- Born: Aurora Magdalena Örnberg 12 September 1816 Piteå, Norrbotten, Sweden
- Died: 30 March 1907 (aged 90) Stockholm, Sweden
- Occupations: Writer, translator, artist
- Spouse: Emil von Qvanten ​ ​(m. 1857; died 1903)​
- Writing career
- Pen name: Turdus Merula
- Language: Swedish
- Notable works: Tusen och en natt; One Thousand and One Nights;

= Aurora von Qvanten =

Swedish writer and artist (1816–1907)

Aurora Magdalena von Qvanten (née Örnberg; 12 September 1816 – 30 March 1907) was a Swedish writer, translator and artist who used the pseudonym Turdus Merula.

== Early and personal life ==
Aurora Magdalena Örnberg was born on 12 September 1816 in Piteå, Norrbotten County to Carl Jacob Örnberg, the town's mayor and a member of parliament and Helena Catharina Degerman. In 1857, she married the much younger Emil von Qvanten, who was a member of a Finnish-Swedish noble family. From 1864 to 1872, he worked as King Charles XV's librarian and was a regular contributor to Stockholm newspapers. The couple had no children.

== Career ==
In 1856, she anonymously released her first two publications, the two-story collections Smått och gott and När och fjerran: roande berättelse för barn från nio till fjorton års ålder, which were both aimed at children aged between 9 and 14 and contained colourful illustrations. von Qvanten also wrote works for adults, such as the novels Rosa Arntson in 1868, Musikerns dotter in 1881 and En roman på landsbygden in 1882, and contributed to magazines including Svenska Familj-journalen and Tidskrift för hemmet. Furthermore, she was known for her translation work, the first of which was published in 1850. Her best known translations were the epic Tusen och en natt and One Thousand and One Nights, the latter of which she translated from a German edition written by Gustav Weil. Additionally she translated A Love Story by George Eliot and Mott och mal by Ouida as well as translating French plays for the Royal Dramatic Theatre in Stockholm. In 1860, her monologue Tanten premiered at the Södra theatre.

Beginning in the 1860s, she began using the pseudonym Turdus Merula, meaning blackbird in Latin.
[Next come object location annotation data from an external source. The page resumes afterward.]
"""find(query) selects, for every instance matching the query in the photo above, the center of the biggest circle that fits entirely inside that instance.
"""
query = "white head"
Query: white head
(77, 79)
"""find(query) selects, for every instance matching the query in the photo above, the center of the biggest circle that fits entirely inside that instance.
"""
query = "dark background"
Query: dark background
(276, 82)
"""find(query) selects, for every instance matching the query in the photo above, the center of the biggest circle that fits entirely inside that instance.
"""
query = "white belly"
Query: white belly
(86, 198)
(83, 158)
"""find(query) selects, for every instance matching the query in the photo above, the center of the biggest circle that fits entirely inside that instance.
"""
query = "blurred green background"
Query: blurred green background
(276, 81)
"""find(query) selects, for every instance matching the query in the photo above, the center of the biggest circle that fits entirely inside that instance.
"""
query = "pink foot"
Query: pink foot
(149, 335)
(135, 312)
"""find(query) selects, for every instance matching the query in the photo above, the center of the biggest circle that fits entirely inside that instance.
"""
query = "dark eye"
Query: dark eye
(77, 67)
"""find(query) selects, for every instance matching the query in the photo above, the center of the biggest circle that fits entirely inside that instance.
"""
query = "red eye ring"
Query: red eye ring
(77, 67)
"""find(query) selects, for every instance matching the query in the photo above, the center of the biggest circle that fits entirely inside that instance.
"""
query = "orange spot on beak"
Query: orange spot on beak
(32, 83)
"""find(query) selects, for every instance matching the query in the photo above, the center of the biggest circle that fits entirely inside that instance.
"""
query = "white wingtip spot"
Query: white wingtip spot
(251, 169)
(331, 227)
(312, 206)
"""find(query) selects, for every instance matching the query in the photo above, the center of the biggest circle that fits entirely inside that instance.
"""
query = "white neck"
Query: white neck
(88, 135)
In addition to her writing, she was active as an artist and participated in exhibitions held by the Swedish Women Artist's Association.

The von Qvantens were both engaged in philanthropic causes and social circles. Author and social reformer Fredrika Bremer recalled in her letters how in 1863 Aurora von Qvanten helped organise benefit concerts to support the Polish injured during the January Uprising. von Qvanten also donated the proceeds of her short piece En nyårsafton i Norrland to the underprivileged in Norrbotten.

== Later life and death ==
von Qvanten and her husband lived modestly and over time they became increasingly more isolated. The couple retired to Italy in 1890 due to Emil's increasing health issues, and lived on the island Capri until 1900. However, Aurora struggled with the Southern Italian climate, so they moved north to Sanremo. Emil von Qvanten died there on 5 December 1903. Following his death, Aurora returned to Sweden. She died four years in Stockholm on 30 March 1907, at the age of 90.